Pregnancy outcomes in patients treated with bosutinib.

AIM: Preclinical studies have shown reproductive toxicity with bosutinib, but little is known about its effects during conception or pregnancy in humans.
METHODS: Pregnancy cases in patients receiving bosutinib were identified from the Pfizer safety database.
RESULTS: Thirty-three pregnancy reports were identified. Sixteen cases of maternal exposure: six live births, four abortions and six with unknown outcomes. Seventeen instances of paternal exposure: nine live births, five abortions and three with unknown outcomes.
CONCLUSION: Adverse effects of bosutinib exposure at conception or during pregnancy in humans cannot be excluded, particularly if therapy is not interrupted upon recognition of pregnancy. Contraceptive use is recommended for female patients receiving bosutinib, and patients should be made aware of the potential risks associated with bosutinib use during pregnancy.
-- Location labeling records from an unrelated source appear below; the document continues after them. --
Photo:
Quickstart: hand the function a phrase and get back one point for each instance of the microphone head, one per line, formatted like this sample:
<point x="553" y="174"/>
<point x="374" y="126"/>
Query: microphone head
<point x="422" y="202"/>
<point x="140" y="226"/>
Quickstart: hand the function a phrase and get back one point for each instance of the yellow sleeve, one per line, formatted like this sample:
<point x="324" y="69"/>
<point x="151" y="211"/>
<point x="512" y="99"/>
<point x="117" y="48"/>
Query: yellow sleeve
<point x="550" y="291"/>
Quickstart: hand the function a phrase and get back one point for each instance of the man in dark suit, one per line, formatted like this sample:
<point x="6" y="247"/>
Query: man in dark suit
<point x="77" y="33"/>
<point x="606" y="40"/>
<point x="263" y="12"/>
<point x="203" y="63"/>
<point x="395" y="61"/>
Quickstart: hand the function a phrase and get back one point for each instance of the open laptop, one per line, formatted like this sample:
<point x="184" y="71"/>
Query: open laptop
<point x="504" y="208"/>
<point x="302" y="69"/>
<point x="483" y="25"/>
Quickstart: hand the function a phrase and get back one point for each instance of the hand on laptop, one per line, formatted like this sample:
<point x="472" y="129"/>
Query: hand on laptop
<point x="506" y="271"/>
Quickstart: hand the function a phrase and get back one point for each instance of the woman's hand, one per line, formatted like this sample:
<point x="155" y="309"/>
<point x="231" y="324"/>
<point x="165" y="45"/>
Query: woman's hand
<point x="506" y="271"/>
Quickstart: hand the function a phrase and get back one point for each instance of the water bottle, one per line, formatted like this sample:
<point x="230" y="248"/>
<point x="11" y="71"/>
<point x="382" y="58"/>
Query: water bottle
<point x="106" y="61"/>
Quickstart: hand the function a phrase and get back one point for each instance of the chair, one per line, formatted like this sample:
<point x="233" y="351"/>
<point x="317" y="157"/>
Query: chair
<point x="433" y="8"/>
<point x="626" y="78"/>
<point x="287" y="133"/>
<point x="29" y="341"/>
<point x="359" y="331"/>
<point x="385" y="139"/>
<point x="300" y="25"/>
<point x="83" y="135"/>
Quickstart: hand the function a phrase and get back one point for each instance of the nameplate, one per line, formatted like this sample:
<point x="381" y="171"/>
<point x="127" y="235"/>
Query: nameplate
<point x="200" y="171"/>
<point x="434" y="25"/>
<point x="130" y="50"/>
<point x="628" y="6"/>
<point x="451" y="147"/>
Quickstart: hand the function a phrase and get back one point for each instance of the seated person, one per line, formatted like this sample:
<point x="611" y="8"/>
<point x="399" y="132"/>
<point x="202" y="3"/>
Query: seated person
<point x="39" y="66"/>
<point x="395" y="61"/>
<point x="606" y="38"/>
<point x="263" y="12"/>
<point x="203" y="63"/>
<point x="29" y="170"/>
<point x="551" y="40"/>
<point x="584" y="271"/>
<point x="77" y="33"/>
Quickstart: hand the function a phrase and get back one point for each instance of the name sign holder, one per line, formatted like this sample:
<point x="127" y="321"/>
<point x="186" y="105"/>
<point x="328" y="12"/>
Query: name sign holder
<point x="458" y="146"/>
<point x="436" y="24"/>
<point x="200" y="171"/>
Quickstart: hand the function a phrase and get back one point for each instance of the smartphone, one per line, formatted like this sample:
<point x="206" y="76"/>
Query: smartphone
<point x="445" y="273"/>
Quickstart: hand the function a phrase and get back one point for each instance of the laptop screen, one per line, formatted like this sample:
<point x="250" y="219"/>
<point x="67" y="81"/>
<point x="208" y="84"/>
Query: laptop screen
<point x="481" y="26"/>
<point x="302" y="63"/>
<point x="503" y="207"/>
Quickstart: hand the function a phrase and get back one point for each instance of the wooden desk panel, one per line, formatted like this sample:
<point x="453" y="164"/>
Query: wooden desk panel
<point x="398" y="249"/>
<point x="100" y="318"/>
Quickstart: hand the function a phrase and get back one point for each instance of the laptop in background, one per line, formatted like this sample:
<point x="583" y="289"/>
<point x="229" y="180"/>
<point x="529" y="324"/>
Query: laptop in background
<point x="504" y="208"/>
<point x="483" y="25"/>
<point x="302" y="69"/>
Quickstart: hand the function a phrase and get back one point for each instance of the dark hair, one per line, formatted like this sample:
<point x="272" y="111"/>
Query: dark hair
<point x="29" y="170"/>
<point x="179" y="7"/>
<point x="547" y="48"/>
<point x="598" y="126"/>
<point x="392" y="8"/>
A growing proportion of patients with chronic myeloid leukemia (CML) are of childbearing age, with approximately 20% new cases from the USA diagnosed in patients aged <45 years [1]. Coupled with improved prognosis in CML and patients reaching their normal life expectancy, fertility and pregnancy issues while on tyrosine kinase inhibitor (TKI) therapy are common concerns for patients and healthcare providers [2-4].

In preclinical and clinical studies, adverse effects on prenatal development and congenital abnormalities have been observed during treatment with imatinib, dasatinib and nilotinib [5-11]. Bosutinib is approved for the treatment of newly diagnosed chronic phase Philadelphia chromosome-positive (Ph+) CML, as well as chronic phase, accelerated phase or blast phase Ph+ CML with resistance or intolerance to prior therapy [12,13]. Reproductive toxicity and adverse developmental outcomes have also been reported in preclinical studies of bosutinib [12,13]. However, little is known about the effects of bosutinib during conception or pregnancy in humans [12,13]. The objective of this report is to describe pregnancy outcomes in bosutinib-treated patients.

Methods

Pregnancy cases reported until February 28, 2018, were identified by searching the Pfizer safety database using the standardized Medical Dictionary for Regulatory Activities query ‘Pregnancy and Neonatal Topics’ among patients receiving bosutinib.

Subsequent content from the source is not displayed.